これだけで8ー9割の経費の判断はできると思います。

ここで疑問として残るのはおそらく、

①対応関係が大事ということはわかったけど、経費としてどういうものが一般的に認められるの?

②家事関連費と業務上の経費の両方に関係するような経費なんですが。。。これってどうなの?

③経費の判断指針ってこれだけ?

という点だと思います。

③だけ先に答えると「これだけ」ではありません。

  • 家族への給料は経費にならない
  • でも、ある手続きをすれば経費として認める
  • 補助金をもらった時はどうだ
  • 経費として税金を払ったときはどうだ

Etc
その他の例外として色々規定されています。というよりも、この規定を束ねたものが所得税法です。

ただ、ざっくりとは上記のイメージです。

4.なにが一般的なのか?

これは結構大事なポイントです。

分かりやすい事例を出してみますと、

①従業員に採用記念にボールペンを買ってあげた。

普通の話です。福利厚生費なり消耗品費なりでOKでしょう。

②従業員にお茶をお歳暮として送った。

これも普通の話です。これも福利厚生費なり、接待交際費でOKでしょう。

では、

③従業員にダイヤのイヤリングを買ってあげた。

これはどうでしょうか?

なんだか 「きな臭い。。なにか特殊な関係性があるんじゃないの?」となります。
事業経費とは言い切れない気がしませんか?

①〜③はすべて「従業員にモノをあげた」という事象です。

ただ、事業経費と認められる一般的な範囲かどうかということが問題になることがあります。

これについては
「ラインがここです!」
となかなか言いづらいものです。

世の中どんどん変化して生きますし、事業形態も様々です。商慣習も色々あります。事業主自身がだいたいはわかると思います。
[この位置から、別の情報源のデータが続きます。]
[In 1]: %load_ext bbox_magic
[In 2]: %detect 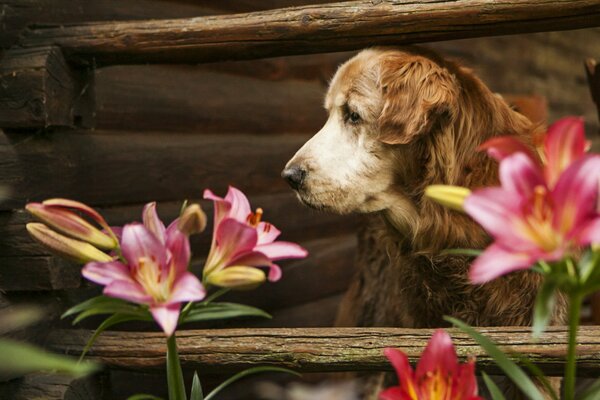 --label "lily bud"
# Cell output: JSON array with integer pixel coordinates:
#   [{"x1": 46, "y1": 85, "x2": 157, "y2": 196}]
[
  {"x1": 425, "y1": 185, "x2": 471, "y2": 212},
  {"x1": 25, "y1": 203, "x2": 118, "y2": 250},
  {"x1": 206, "y1": 266, "x2": 267, "y2": 290},
  {"x1": 177, "y1": 204, "x2": 206, "y2": 236},
  {"x1": 26, "y1": 222, "x2": 113, "y2": 263}
]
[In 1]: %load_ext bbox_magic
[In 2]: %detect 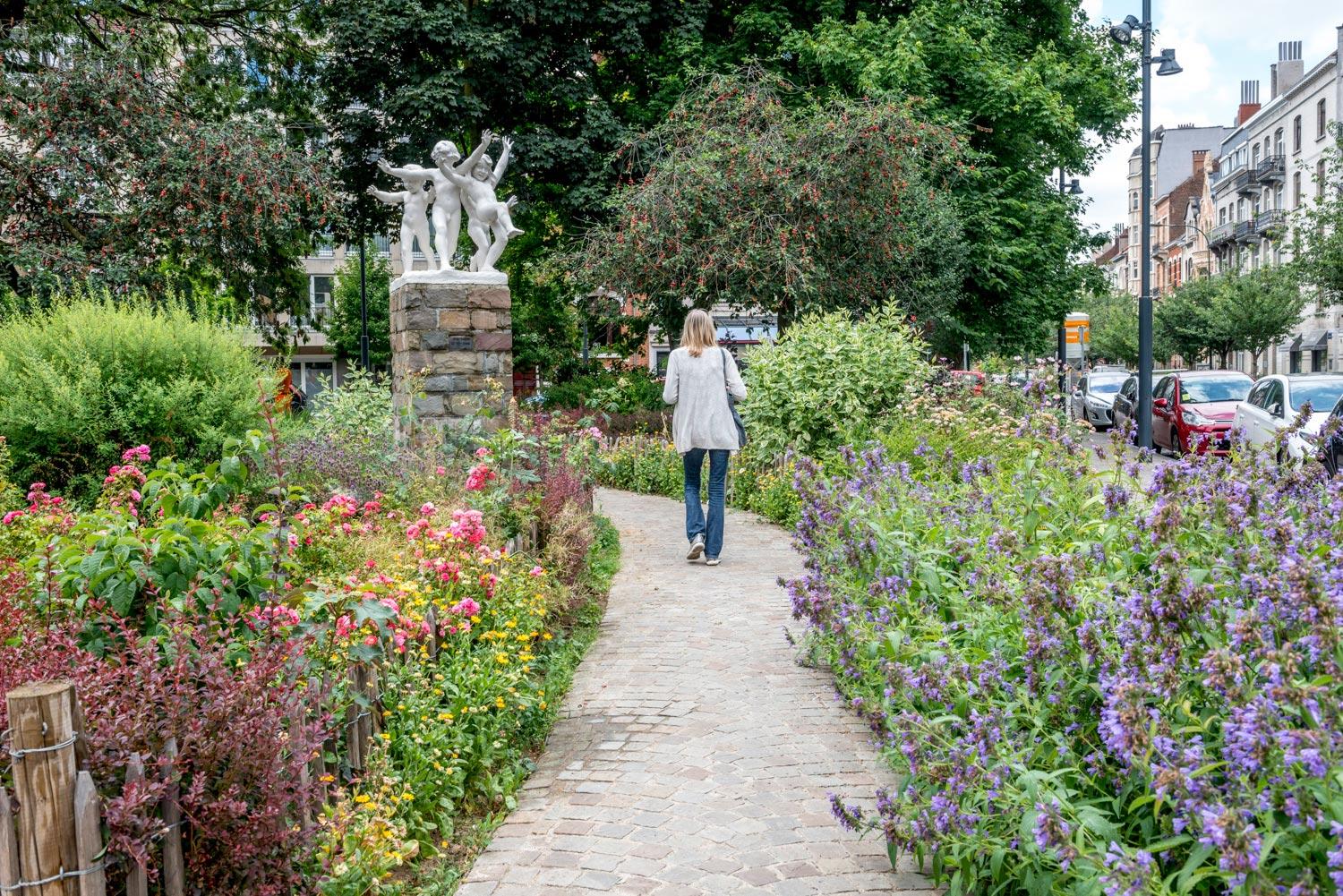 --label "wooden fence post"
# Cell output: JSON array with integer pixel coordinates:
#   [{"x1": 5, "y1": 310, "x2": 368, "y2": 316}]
[
  {"x1": 126, "y1": 754, "x2": 150, "y2": 896},
  {"x1": 75, "y1": 771, "x2": 107, "y2": 896},
  {"x1": 5, "y1": 681, "x2": 80, "y2": 896},
  {"x1": 160, "y1": 738, "x2": 185, "y2": 896},
  {"x1": 0, "y1": 787, "x2": 19, "y2": 886}
]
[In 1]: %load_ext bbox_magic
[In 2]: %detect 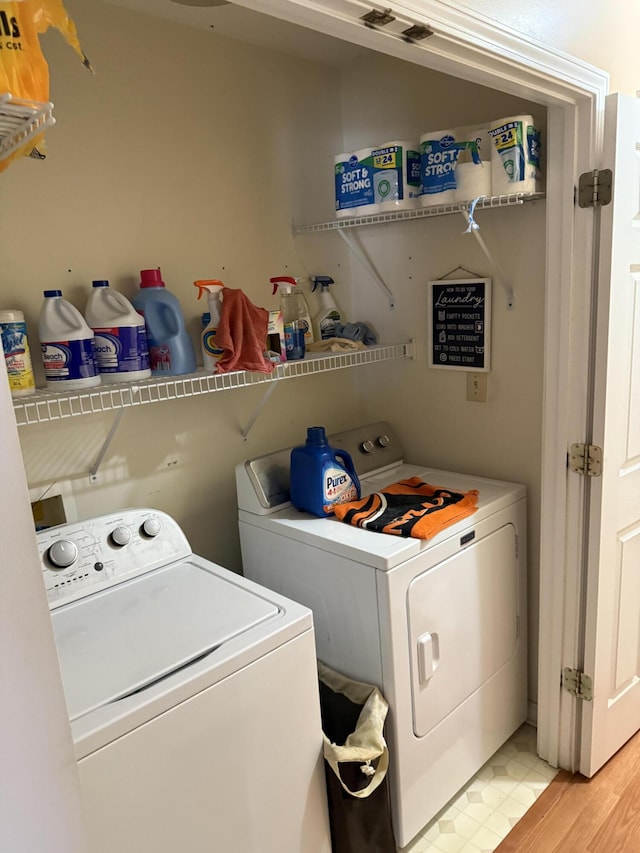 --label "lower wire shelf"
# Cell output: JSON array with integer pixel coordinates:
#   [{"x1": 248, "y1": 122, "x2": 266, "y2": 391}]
[{"x1": 13, "y1": 341, "x2": 414, "y2": 426}]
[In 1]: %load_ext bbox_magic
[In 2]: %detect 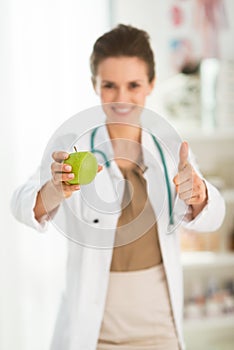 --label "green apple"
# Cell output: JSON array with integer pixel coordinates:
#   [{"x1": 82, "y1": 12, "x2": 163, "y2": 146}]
[{"x1": 64, "y1": 151, "x2": 98, "y2": 185}]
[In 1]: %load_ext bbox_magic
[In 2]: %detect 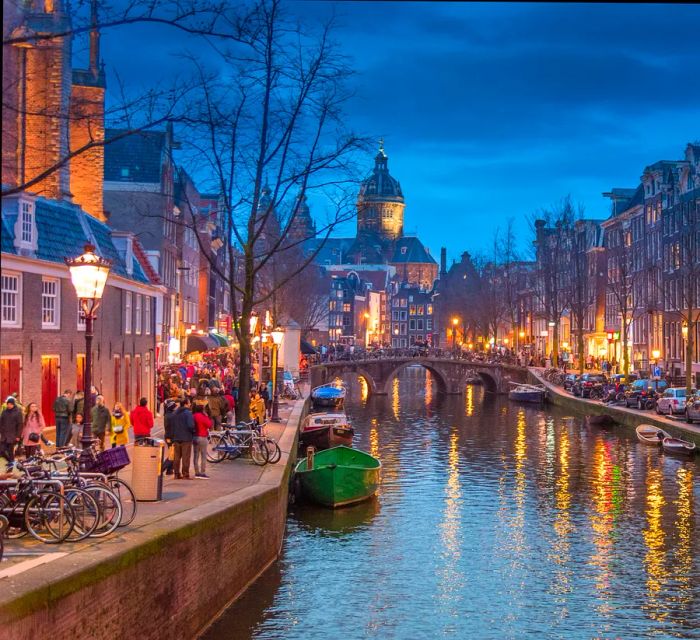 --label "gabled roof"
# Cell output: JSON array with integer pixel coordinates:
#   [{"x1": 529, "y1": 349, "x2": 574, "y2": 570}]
[
  {"x1": 390, "y1": 236, "x2": 437, "y2": 264},
  {"x1": 105, "y1": 129, "x2": 166, "y2": 184},
  {"x1": 2, "y1": 197, "x2": 151, "y2": 283}
]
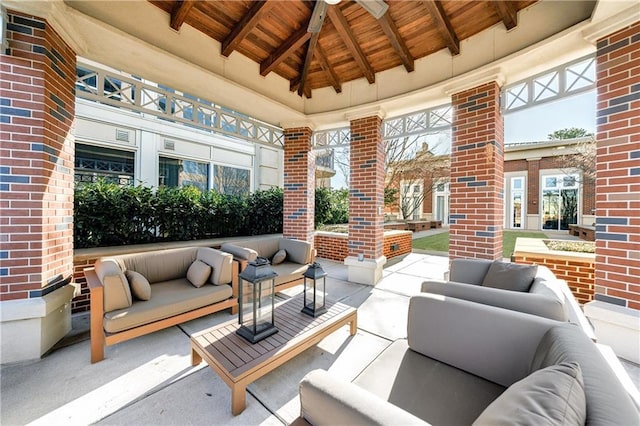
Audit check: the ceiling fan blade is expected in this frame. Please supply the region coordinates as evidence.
[356,0,389,19]
[307,0,329,33]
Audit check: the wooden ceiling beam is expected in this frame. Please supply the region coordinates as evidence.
[491,0,518,30]
[422,0,460,55]
[378,11,415,72]
[260,26,311,77]
[222,0,270,56]
[327,6,376,84]
[298,32,320,96]
[315,45,342,93]
[169,0,196,31]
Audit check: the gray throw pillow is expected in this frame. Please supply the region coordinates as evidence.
[482,260,538,292]
[271,249,287,265]
[187,260,211,287]
[124,270,151,300]
[473,362,587,426]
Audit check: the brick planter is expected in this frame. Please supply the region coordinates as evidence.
[314,231,411,262]
[513,238,596,304]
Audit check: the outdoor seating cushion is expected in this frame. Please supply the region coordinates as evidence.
[473,363,587,426]
[104,278,232,333]
[187,259,211,287]
[482,260,538,292]
[352,338,505,425]
[124,271,151,300]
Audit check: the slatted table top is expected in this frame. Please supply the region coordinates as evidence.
[191,295,356,385]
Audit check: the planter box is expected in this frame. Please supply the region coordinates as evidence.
[513,238,596,304]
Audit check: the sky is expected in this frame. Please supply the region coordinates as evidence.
[331,90,596,188]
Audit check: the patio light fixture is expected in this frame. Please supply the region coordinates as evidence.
[236,257,278,343]
[302,262,327,318]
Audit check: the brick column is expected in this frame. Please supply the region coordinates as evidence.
[345,115,386,284]
[282,127,316,244]
[449,82,504,259]
[585,22,640,362]
[0,11,76,362]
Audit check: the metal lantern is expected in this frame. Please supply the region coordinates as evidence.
[302,262,327,317]
[236,257,278,343]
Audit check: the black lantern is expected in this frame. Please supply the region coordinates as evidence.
[236,257,278,343]
[302,262,327,317]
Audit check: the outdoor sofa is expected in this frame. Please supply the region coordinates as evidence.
[220,235,314,291]
[294,294,640,426]
[422,259,595,340]
[84,247,238,363]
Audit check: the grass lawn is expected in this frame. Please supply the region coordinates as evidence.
[412,231,547,257]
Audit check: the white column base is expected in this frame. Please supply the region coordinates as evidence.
[0,284,76,364]
[344,256,387,285]
[584,300,640,364]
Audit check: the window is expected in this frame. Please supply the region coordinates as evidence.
[213,165,251,196]
[75,143,135,185]
[158,157,209,191]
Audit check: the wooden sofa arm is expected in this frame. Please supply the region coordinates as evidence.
[84,268,105,364]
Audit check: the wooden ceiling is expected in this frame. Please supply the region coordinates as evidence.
[149,0,536,98]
問題になりそうな金額が少額であれば自分で判断しても問題はないでしょう。

ただ、ラインギリギリに感じるもので高額な経費がある場合には、現状ではネットの情報だけだと若干不安があることは否めません。

どうしても経験と知識が豊富な専門家が必要に思えます。税理士は守秘義務があるので多くを語りませんが、さまざまな商取引といろんな会社の取引をたくさん見ています。税務署が最近はなにがあると認めてくれるのかというのも実際見て、そして彼らと交渉して体感しています。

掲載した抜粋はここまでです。